What does plenary code review look like?
Plenary code review is a more heavyweight process: one project gets everyone’s attention for half an hour. Plenary review will use the projection screen in our classroom. In order to help the most students, pair work and group work will be prioritized—but solo contributors will probably also have opportunities to have their work reviewed in the plenary setting.
Plenary review divides the class into three parts: the contributors, who have collectively written the code under review, the panelists, who evaluate the code under review, and the class, who watch and learn. Contributors have these roles:
The presenter does the talking. They will answer questions or, if prompted by the panel, choose code to be shown.
The navigator runs the display. They will make sure that the code being described is available for the whole class to review.
In order to give everyone a chance to learn what it is like to present code, the instructor may sometimes ask a different contributor to take over the presenter’s role.
Panelists identify problems and good practices. (Every code base has problems—we’ll find them.) Panelists need not propose fixes. The three panelists have these roles:
The regular panelist critiques the code being presented.
Just like the regular panelist, the moderator critiques the code being presented. The moderator also keeps the review on track. That may include managing questions from the rest of the class; helping the presenter if they get lost; making sure panelists don’t waste the presenter’s time, e.g., by speaking all at once or arguing with each other; suggesting that it may be time to move on to another part of the code; or reminding other panelists that code different from theirs isn’t necessarily a problem.
The recordkeeper turns every conversion into two bulleted lists: one of identified problems and one of good practices. If fixes are suggested, which is optional, the recordkeeper puts them on a third list. The recordkeeper may also critique the code being presented, but their primary job is creating the record.
The presenter and the panelists speak aloud. The rest of the class are encouraged to shout out questions, challenges, and interjections.
Presenters will do all of the following:
- Set the context for the review by explaining the design from the top down
- Focus on trouble spots and good work (in context)
- Respond well to questions, especially questions about design, organization, names, and interfaces/APIs/types
- Acknowledge mistakes and unfortunate choices
- Push back if the panel mischaracterizes a non-mistake
Panelists will be given a set of recommended prompts.
Who presents? Who’s on the panel?
Everyone will get a turn in both roles. We’ll take volunteers first, and we’ll draft people as needed. Early volunteers will earn bonus participation points.
Panel reviews? Has Norman lost his mind?
We’re trying to help everyone become more thoughtful engineers, and we especially want to help everyone learn to think clearly about code. The most effective way I know to do this is through structured, supervised code reviews. And I promise that you will find it fascinating to see, in depth, how other students have tackled problems that you yourself are working on.

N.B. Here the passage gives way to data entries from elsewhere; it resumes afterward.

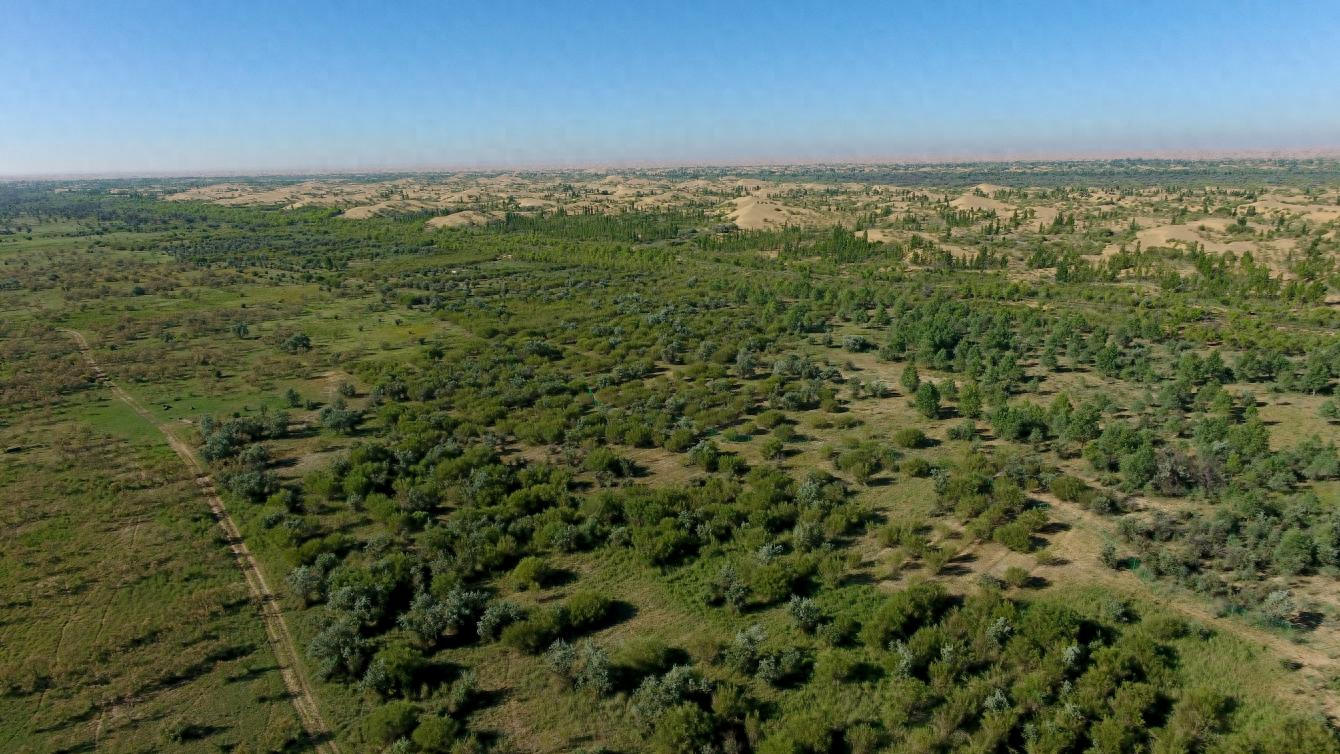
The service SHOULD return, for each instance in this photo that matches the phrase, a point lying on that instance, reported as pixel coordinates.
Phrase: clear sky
(247, 86)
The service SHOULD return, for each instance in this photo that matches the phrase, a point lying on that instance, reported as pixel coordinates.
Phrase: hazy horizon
(157, 89)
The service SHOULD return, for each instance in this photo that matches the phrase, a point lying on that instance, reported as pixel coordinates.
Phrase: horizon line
(617, 165)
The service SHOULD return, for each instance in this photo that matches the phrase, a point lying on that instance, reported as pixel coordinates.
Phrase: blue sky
(140, 86)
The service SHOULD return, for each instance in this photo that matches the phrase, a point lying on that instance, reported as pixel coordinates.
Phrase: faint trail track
(276, 628)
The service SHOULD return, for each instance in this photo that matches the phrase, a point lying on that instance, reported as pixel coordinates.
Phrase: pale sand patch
(462, 218)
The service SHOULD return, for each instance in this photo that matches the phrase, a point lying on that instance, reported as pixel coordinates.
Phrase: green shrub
(586, 610)
(436, 733)
(901, 614)
(532, 572)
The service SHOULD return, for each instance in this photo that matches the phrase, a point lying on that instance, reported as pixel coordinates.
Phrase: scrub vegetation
(907, 458)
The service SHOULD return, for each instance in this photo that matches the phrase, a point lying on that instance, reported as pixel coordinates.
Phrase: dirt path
(276, 628)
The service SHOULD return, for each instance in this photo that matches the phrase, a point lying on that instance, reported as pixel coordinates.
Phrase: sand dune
(753, 213)
(461, 218)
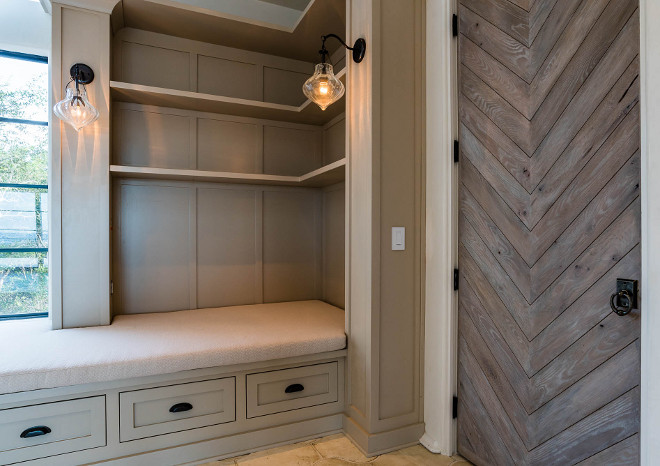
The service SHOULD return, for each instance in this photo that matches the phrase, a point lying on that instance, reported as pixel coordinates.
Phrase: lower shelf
(325, 176)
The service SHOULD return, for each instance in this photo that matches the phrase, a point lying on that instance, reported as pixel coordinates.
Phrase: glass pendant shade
(75, 109)
(323, 88)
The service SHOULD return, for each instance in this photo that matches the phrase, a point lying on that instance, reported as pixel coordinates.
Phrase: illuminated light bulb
(323, 88)
(75, 109)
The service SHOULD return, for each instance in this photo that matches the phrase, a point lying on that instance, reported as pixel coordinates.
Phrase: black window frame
(37, 59)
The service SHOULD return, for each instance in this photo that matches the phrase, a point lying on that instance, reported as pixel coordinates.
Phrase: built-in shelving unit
(325, 176)
(307, 112)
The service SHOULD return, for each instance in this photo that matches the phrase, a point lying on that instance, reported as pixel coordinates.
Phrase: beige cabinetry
(223, 411)
(48, 429)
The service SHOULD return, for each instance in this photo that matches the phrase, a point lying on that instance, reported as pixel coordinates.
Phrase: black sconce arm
(358, 49)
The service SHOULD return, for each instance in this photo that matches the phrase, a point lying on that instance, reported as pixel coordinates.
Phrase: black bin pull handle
(35, 431)
(180, 407)
(294, 387)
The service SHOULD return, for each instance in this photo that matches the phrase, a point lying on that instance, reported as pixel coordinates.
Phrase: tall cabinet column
(79, 171)
(385, 189)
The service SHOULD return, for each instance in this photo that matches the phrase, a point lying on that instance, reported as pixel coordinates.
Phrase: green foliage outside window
(23, 210)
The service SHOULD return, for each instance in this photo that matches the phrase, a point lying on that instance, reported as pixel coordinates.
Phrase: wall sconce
(75, 109)
(323, 88)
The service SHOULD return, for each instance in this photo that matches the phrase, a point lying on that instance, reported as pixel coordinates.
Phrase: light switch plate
(398, 238)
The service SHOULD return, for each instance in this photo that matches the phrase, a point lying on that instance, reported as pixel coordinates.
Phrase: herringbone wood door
(549, 219)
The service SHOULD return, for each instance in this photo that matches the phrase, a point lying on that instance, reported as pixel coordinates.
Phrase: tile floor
(337, 450)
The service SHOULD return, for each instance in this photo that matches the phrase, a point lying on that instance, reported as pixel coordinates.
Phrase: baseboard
(236, 445)
(382, 442)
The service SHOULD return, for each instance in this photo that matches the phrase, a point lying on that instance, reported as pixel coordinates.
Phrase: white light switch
(398, 238)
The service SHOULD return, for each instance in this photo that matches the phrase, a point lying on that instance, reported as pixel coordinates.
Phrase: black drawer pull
(293, 388)
(35, 431)
(180, 407)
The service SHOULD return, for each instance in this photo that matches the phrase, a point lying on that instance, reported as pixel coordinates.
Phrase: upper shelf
(325, 176)
(149, 95)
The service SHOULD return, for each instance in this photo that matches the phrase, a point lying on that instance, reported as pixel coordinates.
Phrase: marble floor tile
(340, 447)
(338, 450)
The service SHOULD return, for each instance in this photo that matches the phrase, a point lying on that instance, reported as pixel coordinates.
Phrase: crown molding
(102, 6)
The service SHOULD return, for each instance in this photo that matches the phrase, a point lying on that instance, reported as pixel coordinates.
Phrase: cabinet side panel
(227, 146)
(153, 248)
(291, 247)
(226, 247)
(151, 139)
(155, 66)
(334, 222)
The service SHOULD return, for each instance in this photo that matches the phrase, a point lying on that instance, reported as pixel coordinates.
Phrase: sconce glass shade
(75, 109)
(323, 88)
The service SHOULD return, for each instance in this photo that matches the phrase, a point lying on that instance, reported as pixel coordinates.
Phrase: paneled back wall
(549, 219)
(182, 245)
(147, 136)
(151, 59)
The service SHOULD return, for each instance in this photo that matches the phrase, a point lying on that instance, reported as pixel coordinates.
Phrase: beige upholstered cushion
(35, 357)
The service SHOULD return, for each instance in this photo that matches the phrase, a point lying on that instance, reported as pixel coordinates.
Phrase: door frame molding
(441, 319)
(650, 191)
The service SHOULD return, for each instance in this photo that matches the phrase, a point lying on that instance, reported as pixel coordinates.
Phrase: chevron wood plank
(538, 14)
(582, 106)
(608, 204)
(611, 424)
(505, 219)
(516, 197)
(601, 345)
(499, 246)
(503, 14)
(524, 4)
(617, 150)
(488, 402)
(549, 218)
(602, 254)
(610, 113)
(511, 53)
(477, 292)
(496, 142)
(583, 315)
(624, 453)
(502, 113)
(475, 356)
(489, 438)
(615, 377)
(506, 290)
(588, 57)
(563, 48)
(502, 80)
(552, 29)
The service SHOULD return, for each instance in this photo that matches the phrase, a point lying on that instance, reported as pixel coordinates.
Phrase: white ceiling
(24, 27)
(277, 14)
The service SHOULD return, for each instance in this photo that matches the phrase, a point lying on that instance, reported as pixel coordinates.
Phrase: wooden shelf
(324, 176)
(149, 95)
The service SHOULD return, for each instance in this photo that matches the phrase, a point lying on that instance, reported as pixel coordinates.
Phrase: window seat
(35, 357)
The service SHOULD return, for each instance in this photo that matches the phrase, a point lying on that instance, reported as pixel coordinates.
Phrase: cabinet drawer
(51, 429)
(288, 389)
(162, 410)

Code review is hard to do well, but good code reviews will teach you more about coding, more deeply, than you could learn in any other way. If you can think about code that other people have written, and if you can write your own code so that others can easily think about it, you will have acquired an invaluable skill.
I have done code reviews before, and we learned that it’s cool to see how other people approach problems. We also learned that presenting our technical work in front of others can be intimidating. It gets easier with practice. A good semester of code review will teach you a lot, and the practice will help you significantly in your job interviews.

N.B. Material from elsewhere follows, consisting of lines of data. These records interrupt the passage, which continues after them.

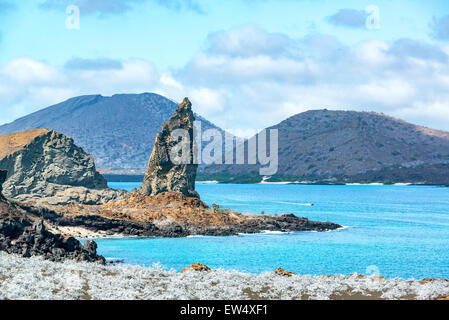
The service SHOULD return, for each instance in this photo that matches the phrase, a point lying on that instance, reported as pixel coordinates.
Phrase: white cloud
(207, 101)
(27, 85)
(293, 75)
(244, 85)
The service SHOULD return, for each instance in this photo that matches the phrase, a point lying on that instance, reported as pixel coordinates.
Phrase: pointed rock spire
(163, 174)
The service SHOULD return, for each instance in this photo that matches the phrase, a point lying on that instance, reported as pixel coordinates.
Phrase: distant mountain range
(317, 146)
(324, 146)
(119, 131)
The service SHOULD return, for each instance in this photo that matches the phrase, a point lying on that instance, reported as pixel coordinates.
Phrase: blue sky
(246, 64)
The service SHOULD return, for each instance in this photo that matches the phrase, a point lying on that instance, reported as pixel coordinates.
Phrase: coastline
(72, 280)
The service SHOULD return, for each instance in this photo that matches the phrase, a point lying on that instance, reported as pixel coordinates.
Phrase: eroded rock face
(47, 165)
(162, 174)
(24, 233)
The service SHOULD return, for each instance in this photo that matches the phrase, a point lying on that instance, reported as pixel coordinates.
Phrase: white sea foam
(36, 278)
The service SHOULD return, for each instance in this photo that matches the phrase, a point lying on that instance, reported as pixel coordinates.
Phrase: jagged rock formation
(162, 174)
(47, 166)
(172, 214)
(23, 233)
(119, 131)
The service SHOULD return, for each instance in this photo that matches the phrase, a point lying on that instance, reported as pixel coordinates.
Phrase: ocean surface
(394, 231)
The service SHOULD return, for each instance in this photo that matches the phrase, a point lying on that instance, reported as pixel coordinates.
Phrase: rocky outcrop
(45, 165)
(24, 233)
(173, 215)
(163, 174)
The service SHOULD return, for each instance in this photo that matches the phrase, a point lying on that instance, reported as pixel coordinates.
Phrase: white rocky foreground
(36, 278)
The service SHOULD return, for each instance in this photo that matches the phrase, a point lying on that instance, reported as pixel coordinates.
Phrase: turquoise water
(398, 231)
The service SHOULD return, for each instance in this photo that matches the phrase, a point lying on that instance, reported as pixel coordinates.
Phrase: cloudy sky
(245, 64)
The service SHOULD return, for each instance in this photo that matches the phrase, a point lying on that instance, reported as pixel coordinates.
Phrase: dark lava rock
(24, 233)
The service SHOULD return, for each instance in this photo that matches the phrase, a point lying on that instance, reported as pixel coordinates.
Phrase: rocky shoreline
(37, 278)
(168, 215)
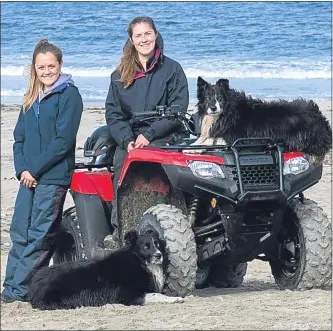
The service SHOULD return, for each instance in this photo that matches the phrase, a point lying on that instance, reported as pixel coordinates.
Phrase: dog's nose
(158, 255)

Code reviews may be difficult to get started, but if we lean on the strong collaborative culture that is established throughout most of the Tufts CS department, we should be able to craft a good experience for everyone. I’m counting on you.
How will I need to prepare before class?
Our time in labs and at code reviews is precious, and you’ll need to hit the ground running.

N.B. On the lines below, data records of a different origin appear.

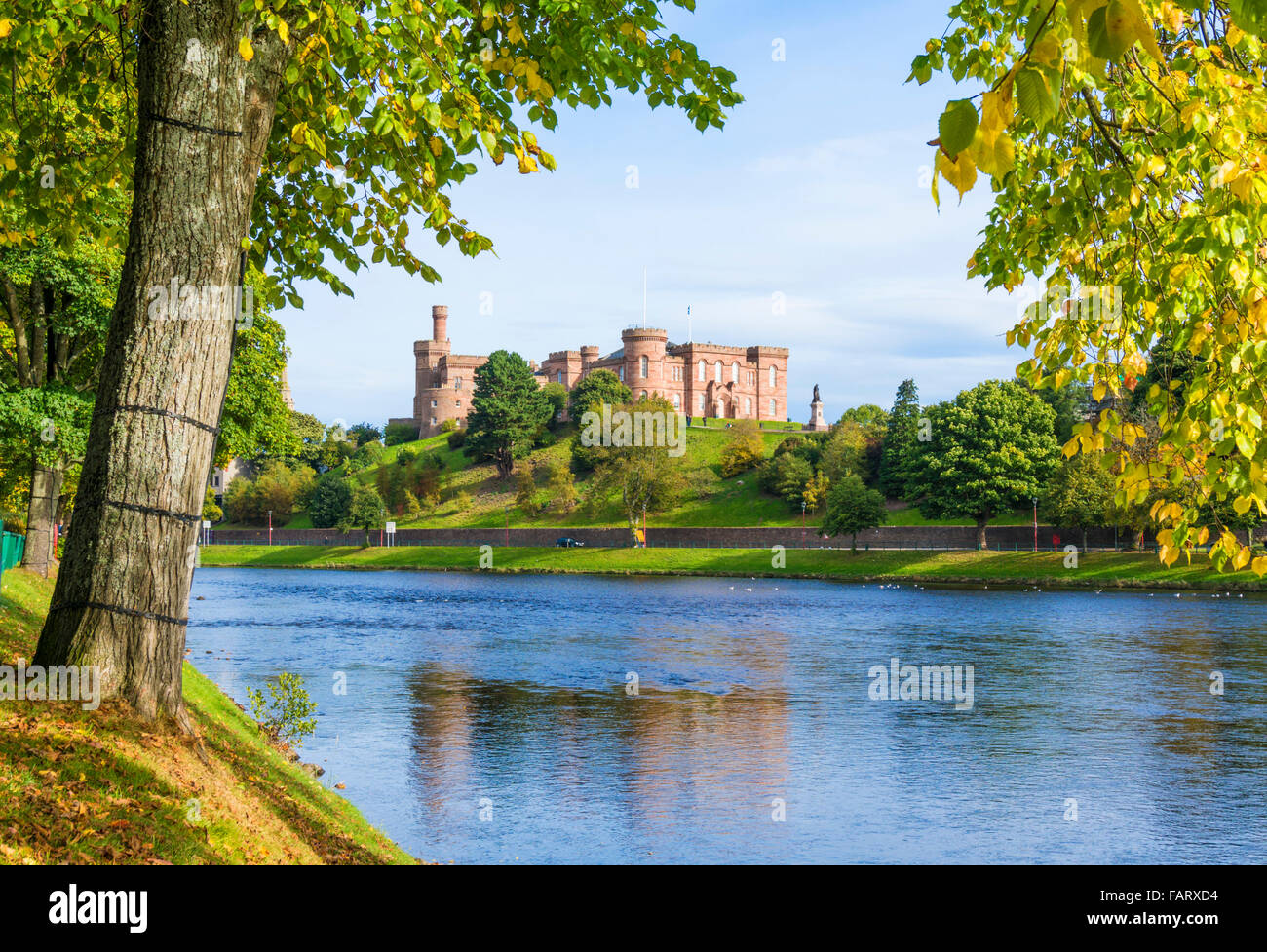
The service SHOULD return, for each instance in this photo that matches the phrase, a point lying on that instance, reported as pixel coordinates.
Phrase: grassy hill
(100, 786)
(1097, 570)
(712, 500)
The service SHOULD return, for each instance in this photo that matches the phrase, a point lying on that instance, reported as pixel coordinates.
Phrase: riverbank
(104, 787)
(1126, 570)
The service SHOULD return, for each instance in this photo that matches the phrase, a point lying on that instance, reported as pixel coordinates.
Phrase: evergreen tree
(853, 508)
(508, 410)
(900, 442)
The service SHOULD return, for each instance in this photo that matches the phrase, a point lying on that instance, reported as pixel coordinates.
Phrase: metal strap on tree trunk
(153, 511)
(156, 411)
(194, 127)
(117, 610)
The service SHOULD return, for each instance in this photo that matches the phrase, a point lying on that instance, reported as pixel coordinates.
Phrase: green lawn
(1094, 570)
(733, 502)
(101, 786)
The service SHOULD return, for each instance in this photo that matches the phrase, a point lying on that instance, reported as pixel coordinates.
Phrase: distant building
(698, 379)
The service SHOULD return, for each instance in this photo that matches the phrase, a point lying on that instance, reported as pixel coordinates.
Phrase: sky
(815, 195)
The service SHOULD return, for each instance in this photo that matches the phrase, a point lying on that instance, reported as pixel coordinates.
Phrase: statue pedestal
(816, 418)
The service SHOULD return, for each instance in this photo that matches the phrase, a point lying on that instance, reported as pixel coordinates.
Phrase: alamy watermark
(55, 682)
(921, 682)
(182, 301)
(637, 428)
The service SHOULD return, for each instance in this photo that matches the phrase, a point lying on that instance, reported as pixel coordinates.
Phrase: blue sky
(812, 191)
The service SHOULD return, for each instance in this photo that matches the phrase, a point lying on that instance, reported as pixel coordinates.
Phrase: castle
(698, 379)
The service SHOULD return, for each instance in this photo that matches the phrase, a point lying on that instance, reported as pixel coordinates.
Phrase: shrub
(744, 449)
(287, 714)
(367, 453)
(329, 502)
(412, 507)
(526, 496)
(400, 433)
(211, 511)
(786, 476)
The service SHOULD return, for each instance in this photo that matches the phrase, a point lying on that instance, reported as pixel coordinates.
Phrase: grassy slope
(734, 502)
(1097, 570)
(100, 786)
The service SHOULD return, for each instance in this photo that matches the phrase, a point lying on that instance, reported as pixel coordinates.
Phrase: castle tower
(440, 323)
(284, 386)
(644, 360)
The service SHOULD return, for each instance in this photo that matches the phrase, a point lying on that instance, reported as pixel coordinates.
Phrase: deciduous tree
(991, 449)
(1127, 147)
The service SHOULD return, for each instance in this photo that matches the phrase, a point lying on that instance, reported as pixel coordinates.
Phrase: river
(617, 719)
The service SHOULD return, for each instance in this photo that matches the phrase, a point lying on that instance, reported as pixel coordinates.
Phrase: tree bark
(206, 114)
(46, 489)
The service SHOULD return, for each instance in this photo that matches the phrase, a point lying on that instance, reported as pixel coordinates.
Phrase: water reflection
(506, 698)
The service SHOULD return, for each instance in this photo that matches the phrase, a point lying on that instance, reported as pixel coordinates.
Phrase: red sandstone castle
(701, 380)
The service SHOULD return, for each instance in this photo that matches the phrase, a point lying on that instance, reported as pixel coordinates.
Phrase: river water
(611, 719)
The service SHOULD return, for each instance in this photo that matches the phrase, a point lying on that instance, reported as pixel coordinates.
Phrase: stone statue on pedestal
(818, 420)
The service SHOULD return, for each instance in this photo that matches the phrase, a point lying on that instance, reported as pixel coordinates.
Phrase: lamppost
(1035, 523)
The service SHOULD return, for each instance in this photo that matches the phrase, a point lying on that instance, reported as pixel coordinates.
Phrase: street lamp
(1035, 523)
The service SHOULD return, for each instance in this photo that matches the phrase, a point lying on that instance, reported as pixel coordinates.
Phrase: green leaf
(957, 127)
(1035, 95)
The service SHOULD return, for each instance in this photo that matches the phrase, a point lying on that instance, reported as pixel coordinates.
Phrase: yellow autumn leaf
(959, 171)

For a lab, you’ll need to know the material in the background reading, both general background and (for many modules) a focused handout directed at that lab. Each module will tell you exactly what you need to do to get ready for lab.
For small-group code review, you’ll need to have answered the three questions with your Monday-night homework.
If your team is presenting code for plenary review, all members of the team will need to agree on a plan and on high-value areas to present. Your team can agree on a presenter beforehand, but every contributor will need to be prepared to take over if needed.
If you’re serving as a panelist for a plenary code review, you’ll need to think about what questions you want to ask and what code you wish to have presented. You’ll have the option of seeing the code beforehand, but in most cases you’ll have worked on the same problem, and that will be preparation enough.
How can I avoid working over Spring break?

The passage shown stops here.